As we reflected on what customer feedback showed us, coupled with breaking news, it was clear to us the metaphor of the bad guys already being inside the castle was indeed correct.
Then as we began to devise a new and novel method by which to address this, the Zero Trust Security model became an apt starting point.
As the slide shows, the Zero Trust security model is an I.T. security framework requiring strict identity verification for every person or device trying to access resources on a network. No one and nothing is automatically trusted; anything and anyone can be a threat.
Next slide, please.
Core Tenets of Zero Trust
The guiding principles behind zero trust security are:
- Nothing is automatically trusted
- Least-privilege access
- Multi-factor authentication (MFA).
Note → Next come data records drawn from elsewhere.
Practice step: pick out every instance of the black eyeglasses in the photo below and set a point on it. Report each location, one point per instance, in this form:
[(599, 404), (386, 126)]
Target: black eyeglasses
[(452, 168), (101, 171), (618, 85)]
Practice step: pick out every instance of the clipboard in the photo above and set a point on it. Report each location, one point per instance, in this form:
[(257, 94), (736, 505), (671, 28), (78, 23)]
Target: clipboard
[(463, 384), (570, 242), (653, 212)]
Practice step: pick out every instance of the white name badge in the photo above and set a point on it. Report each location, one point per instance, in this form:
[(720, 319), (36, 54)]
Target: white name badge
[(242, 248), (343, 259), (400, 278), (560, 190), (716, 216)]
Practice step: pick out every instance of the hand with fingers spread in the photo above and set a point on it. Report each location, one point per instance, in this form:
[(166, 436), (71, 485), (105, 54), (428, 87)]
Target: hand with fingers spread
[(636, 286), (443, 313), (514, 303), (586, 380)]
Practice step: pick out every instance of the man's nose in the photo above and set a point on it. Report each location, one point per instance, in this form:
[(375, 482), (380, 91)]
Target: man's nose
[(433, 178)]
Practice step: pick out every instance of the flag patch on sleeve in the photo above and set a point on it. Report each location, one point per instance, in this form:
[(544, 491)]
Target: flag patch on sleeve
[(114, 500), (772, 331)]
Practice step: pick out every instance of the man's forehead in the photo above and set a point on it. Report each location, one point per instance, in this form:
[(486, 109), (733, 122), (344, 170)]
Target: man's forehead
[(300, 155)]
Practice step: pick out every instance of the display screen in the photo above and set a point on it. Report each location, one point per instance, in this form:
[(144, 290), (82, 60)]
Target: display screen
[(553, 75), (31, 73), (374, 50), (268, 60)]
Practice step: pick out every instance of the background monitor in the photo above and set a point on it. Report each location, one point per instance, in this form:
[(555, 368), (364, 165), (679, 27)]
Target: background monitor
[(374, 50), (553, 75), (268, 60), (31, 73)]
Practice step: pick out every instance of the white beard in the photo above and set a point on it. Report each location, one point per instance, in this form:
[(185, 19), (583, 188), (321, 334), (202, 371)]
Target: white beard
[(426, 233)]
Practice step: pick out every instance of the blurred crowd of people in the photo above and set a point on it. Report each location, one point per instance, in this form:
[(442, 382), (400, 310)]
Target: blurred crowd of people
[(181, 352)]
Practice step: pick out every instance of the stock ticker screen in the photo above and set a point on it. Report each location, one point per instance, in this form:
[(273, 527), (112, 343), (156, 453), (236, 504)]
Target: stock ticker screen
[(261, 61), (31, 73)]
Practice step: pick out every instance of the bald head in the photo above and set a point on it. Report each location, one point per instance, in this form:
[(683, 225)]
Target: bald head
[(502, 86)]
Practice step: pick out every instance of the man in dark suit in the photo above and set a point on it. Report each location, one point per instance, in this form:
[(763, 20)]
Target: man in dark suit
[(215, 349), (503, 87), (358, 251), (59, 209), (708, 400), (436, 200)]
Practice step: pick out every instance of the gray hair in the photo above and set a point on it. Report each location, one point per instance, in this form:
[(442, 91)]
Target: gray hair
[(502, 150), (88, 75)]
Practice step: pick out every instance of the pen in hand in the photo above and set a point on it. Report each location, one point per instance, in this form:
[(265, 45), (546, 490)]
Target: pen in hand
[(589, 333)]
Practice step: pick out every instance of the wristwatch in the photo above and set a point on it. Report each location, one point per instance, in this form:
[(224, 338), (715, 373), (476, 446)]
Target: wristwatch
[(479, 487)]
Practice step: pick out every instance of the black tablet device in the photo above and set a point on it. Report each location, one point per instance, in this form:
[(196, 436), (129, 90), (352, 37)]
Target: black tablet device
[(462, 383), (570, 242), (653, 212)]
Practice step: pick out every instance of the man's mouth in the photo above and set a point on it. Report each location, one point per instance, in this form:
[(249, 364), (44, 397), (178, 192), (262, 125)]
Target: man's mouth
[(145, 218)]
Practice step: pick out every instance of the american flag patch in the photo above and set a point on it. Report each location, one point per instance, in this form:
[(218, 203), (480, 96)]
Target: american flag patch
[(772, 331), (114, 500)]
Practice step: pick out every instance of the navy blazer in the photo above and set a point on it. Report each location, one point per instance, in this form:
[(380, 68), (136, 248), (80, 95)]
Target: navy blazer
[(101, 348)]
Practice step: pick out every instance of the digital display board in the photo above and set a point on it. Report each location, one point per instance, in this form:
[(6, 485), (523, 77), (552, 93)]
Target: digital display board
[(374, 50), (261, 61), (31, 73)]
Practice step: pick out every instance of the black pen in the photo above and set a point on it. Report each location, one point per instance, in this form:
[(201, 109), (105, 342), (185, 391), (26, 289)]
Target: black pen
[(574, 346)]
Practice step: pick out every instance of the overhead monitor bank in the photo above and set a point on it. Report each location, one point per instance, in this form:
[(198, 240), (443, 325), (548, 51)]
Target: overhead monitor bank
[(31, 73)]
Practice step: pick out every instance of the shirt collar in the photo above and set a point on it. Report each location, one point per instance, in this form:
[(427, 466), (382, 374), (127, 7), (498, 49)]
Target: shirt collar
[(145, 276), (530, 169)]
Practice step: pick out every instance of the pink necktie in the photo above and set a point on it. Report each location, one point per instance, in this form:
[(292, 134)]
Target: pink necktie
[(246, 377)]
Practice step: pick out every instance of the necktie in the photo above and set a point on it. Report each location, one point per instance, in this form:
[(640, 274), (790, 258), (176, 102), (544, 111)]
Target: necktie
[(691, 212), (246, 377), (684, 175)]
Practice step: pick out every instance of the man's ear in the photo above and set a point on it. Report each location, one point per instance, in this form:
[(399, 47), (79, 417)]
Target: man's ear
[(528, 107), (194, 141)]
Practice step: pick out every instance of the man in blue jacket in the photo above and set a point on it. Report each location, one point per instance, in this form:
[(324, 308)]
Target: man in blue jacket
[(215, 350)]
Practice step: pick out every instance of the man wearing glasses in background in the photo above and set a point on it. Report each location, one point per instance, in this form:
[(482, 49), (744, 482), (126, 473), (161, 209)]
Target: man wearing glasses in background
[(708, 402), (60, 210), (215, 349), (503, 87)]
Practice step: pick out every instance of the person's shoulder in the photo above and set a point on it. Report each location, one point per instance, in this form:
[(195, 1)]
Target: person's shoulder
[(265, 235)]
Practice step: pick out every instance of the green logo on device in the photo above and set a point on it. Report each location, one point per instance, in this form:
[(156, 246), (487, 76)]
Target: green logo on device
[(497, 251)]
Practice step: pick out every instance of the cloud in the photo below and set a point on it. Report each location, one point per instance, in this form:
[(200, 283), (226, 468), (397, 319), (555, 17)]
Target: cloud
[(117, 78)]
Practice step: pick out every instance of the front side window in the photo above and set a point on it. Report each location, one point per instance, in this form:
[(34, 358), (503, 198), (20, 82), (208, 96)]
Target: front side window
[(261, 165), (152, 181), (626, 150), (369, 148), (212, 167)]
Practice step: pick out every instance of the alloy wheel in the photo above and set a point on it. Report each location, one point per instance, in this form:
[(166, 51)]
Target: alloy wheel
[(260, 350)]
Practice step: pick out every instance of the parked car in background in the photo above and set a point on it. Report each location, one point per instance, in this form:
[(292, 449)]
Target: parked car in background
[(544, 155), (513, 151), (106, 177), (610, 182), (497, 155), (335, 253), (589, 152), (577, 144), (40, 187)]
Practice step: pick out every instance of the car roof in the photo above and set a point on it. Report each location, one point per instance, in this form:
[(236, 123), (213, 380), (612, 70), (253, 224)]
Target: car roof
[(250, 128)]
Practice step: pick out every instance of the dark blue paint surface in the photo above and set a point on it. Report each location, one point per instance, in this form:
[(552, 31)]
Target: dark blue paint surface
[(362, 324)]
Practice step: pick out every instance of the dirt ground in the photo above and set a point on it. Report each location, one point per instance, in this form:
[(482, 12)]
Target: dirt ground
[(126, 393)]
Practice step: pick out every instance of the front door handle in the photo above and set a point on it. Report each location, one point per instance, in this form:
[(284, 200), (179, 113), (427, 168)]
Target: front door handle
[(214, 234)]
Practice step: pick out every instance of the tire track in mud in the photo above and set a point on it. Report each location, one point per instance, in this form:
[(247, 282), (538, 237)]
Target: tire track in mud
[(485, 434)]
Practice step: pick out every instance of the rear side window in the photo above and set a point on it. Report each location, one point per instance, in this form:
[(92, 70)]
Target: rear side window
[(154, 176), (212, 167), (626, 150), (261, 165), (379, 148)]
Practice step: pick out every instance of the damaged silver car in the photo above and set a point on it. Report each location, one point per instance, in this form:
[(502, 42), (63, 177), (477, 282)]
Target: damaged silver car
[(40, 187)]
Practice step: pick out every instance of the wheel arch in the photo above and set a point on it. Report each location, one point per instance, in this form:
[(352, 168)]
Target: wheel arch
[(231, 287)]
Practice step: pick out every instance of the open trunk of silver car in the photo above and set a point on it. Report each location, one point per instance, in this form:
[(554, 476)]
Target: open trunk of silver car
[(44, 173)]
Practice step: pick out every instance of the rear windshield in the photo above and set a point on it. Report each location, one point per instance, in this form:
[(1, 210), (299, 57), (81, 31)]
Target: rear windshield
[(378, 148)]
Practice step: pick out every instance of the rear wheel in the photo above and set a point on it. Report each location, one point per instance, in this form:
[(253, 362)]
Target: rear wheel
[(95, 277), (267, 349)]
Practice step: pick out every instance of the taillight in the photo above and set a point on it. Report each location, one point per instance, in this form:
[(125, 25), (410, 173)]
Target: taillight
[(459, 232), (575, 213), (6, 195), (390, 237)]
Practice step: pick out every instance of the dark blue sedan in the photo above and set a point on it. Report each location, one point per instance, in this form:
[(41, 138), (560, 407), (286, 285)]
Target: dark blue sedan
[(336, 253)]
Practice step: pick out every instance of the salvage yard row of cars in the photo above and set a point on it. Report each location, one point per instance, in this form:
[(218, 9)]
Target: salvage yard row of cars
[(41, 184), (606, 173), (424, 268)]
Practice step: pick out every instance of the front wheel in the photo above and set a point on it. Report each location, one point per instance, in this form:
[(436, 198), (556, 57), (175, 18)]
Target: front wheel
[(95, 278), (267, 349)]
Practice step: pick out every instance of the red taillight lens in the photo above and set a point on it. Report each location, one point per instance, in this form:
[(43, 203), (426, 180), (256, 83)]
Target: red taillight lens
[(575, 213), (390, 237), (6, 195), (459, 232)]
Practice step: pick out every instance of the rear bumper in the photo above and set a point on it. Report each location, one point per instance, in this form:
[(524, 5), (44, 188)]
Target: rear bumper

A core value of zero trust security, MFA simply means more than one piece of evidence is required to authenticate a user.
- Strict controls on device access
In our case, we realized what we needed to build was a new, additional piece of evidence to prove an incoming email really was who it claimed to be.
It had to be a new set of data because existing authentication mechanisms like DKIM, SPF, RBL, etc. were of no meaningful use to us if the attacks were originating from these legitimate, American infrastructure companies.
In a nutshell, we had to devise a new piece of authentication between a sending mail server with the Paubox cluster of inbound email security instances.
Next slide, please.
How Zero Trust Email can Help
What we built with Zero Trust Email is a new and novel MFA algorithm that:
- Depending on content and context, requires an additional piece of evidence from a sender’s mail server before delivering a message to its recipient.
- The additional MFA evidence is unique for each customer and changes based on time and usage.
As a hypothetical example, let’s say a bad actor executes the following phishing campaign:
- Three years prior, register a domain called officeinvoicez.com and keep its reputation clean or at least neutral. In other words, the domain is not listed on any RBL sites like Spamhaus.
- Sign up for an account on Amazon Web Services using an American bank account and set up proper DKIM, SPF, and DMARC records.
- Configure Amazon SES to send a phishing campaign to dozens of users within an organization around a fake renewal invoice for Microsoft Office.
- Launch the phishing campaign and target around 30% of the organization to get the same campaign within a 30 minute window.
If this sounds like too much work for anyone to do, especially step one where you hold a domain name for three years before launching an attack, it’s happening thousands of times, every day, to targets specifically within the U.S. And as the data and trends in this presentation have already shown, it works.
In this hypothetical example however, Paubox Zero Trust Email would catch and quarantine such an attack. Even if the domain is then changed to a slightly different yet neutral domain, even if the attack is then moved to GoDaddy or any other American infrastructure company.
Paubox Zero Trust Email was added to Paubox Email Suite in May. It’s patent-pending and available to customers at no additional charge. It’s also part of the HITRUST Shared Responsibility and Inheritance Program.
We used customer feedback to learn something needed to be done and we ultimately used customer feedback as the foundation of how to build it.
We believe that security, reliability, and ease of use are big ideas at Paubox. Each of which are universally worth expending time, resources, and capital to.
Thank you for your time today. I’ll now open the floor to questions.